MSTP review - part.1
Putting it to context: Why the need for MSTP?
Historically STP as defined by 802.1D was created to circumvent bridging loops, the protocol as defined considers one instance to wich all defined VLANs are mapped which results on a poor utilisation of resources in a redundant topologies. Cisco introduced PVST which enhanced the previous standard by first running over ISL and after PVST+ which added compatibility for Dot1q.
The issue with the proposition made by Cisco is that we started with One ring to rule them all (aka 802.1D) to a perfect state of fairness with One STP instance for each VLAN. Even if it permits an amazing freedom for tweaking paths, it is not simple at big scale and the resource needed for maintainin' all that instances is considerable.

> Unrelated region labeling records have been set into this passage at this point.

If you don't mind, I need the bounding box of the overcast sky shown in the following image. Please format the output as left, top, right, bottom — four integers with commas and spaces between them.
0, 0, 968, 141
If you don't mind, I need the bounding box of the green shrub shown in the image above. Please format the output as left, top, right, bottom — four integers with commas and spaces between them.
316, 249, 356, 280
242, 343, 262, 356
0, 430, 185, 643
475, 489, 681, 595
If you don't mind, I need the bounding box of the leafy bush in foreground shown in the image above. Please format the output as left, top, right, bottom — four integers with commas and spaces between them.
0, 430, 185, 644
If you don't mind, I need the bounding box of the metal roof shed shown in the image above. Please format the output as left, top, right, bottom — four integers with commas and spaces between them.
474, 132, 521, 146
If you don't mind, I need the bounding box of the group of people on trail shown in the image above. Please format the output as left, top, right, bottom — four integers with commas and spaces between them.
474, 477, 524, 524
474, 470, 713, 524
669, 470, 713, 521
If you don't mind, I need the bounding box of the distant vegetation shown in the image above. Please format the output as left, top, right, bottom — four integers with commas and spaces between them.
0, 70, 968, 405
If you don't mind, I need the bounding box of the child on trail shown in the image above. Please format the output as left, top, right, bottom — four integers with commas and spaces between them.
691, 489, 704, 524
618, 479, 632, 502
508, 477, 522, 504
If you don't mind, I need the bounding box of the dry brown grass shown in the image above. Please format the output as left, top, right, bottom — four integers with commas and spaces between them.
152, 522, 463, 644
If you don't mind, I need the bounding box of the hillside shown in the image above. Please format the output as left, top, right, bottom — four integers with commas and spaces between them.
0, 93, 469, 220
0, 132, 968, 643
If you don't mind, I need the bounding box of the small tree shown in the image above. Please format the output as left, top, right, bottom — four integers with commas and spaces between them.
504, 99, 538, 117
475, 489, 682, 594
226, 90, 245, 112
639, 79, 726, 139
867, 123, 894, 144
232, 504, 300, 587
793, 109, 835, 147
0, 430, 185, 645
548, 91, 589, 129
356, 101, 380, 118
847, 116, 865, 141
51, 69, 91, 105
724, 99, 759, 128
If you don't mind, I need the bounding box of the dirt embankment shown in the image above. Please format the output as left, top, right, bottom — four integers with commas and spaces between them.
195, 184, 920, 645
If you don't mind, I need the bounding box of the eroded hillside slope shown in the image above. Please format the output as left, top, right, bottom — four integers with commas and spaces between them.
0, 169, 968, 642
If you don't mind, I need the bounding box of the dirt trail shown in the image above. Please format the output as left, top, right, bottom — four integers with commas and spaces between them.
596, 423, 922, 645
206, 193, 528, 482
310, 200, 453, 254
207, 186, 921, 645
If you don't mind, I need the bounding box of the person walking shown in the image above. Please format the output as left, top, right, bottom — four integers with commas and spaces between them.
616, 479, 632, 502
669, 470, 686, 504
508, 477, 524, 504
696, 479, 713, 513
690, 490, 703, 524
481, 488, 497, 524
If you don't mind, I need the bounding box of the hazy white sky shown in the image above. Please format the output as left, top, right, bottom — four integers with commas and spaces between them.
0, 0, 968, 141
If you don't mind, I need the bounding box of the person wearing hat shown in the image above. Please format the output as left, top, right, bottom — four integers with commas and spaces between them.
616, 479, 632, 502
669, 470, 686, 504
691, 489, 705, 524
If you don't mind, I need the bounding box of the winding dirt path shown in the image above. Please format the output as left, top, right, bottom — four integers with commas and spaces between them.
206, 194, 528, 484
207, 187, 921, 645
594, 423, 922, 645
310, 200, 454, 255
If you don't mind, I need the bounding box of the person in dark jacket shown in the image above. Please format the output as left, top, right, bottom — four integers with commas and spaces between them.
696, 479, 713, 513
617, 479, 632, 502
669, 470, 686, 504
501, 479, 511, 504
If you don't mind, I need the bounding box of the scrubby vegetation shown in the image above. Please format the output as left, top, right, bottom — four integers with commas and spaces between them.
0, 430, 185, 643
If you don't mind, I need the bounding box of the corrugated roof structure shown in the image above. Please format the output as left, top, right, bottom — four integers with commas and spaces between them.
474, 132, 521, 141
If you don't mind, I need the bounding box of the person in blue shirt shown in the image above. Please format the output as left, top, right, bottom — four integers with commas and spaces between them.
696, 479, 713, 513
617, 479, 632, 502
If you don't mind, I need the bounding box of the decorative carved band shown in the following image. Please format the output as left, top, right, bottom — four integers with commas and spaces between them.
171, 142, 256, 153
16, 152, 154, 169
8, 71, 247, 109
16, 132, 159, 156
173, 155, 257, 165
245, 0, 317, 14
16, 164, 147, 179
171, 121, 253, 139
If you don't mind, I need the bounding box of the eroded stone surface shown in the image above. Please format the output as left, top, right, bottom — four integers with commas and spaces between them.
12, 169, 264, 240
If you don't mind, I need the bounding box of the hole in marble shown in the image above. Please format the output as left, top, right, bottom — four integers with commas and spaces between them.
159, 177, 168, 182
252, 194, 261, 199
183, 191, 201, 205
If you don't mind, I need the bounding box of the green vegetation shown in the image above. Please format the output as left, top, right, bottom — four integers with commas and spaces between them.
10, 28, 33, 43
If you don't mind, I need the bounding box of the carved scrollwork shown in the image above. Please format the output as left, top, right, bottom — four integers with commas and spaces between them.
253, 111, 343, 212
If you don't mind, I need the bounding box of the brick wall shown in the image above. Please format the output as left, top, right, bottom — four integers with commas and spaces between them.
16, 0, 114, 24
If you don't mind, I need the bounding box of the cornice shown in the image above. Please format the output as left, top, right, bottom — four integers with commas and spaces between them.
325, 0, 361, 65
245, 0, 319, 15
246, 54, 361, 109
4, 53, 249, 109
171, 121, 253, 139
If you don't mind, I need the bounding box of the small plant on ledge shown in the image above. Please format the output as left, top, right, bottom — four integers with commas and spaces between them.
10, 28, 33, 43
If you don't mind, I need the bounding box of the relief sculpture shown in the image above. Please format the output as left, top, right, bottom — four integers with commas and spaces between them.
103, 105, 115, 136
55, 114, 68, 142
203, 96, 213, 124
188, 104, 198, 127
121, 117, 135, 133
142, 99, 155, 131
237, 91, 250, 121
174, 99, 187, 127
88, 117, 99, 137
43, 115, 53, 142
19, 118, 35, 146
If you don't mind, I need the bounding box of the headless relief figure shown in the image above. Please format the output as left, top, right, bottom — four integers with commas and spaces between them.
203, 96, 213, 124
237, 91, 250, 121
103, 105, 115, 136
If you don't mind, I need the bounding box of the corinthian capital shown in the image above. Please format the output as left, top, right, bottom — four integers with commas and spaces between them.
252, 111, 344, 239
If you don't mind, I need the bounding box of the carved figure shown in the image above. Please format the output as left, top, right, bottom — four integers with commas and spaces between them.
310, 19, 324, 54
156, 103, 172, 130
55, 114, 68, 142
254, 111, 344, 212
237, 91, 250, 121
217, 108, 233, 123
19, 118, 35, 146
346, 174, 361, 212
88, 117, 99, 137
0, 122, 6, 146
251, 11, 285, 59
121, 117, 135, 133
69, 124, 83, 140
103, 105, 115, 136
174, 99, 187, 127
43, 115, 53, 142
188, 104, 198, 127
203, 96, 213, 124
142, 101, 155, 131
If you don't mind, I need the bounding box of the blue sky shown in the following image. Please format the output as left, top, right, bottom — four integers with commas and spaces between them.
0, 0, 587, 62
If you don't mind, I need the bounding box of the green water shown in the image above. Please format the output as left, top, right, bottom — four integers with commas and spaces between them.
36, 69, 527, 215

To make an emphasis on the overkill aspect of it, let's say we have a network of 3 switches, the possible logical topologies in a fully-meshed network is n**(n-2) (multiple links between two switches are not considered for simplicity :)) which gives us 3 possible topologies. If we had 20 VLANs, PVST/PVST+ RPVST would create 20 instances where 17 of them are obviously redundant. (more on STP, Kirchhoff's matrix tree generalization and Cayley's formula).
Cisco introduced MISTP (Multiple Instance Spanning Tree) where the idea was to abstract the VLANs using Instances. The idea is that, the instance will behave as a container for a set or range of VLANs. This concepte made its way to standardization and here we are with MSTP (IEEE 802.1s).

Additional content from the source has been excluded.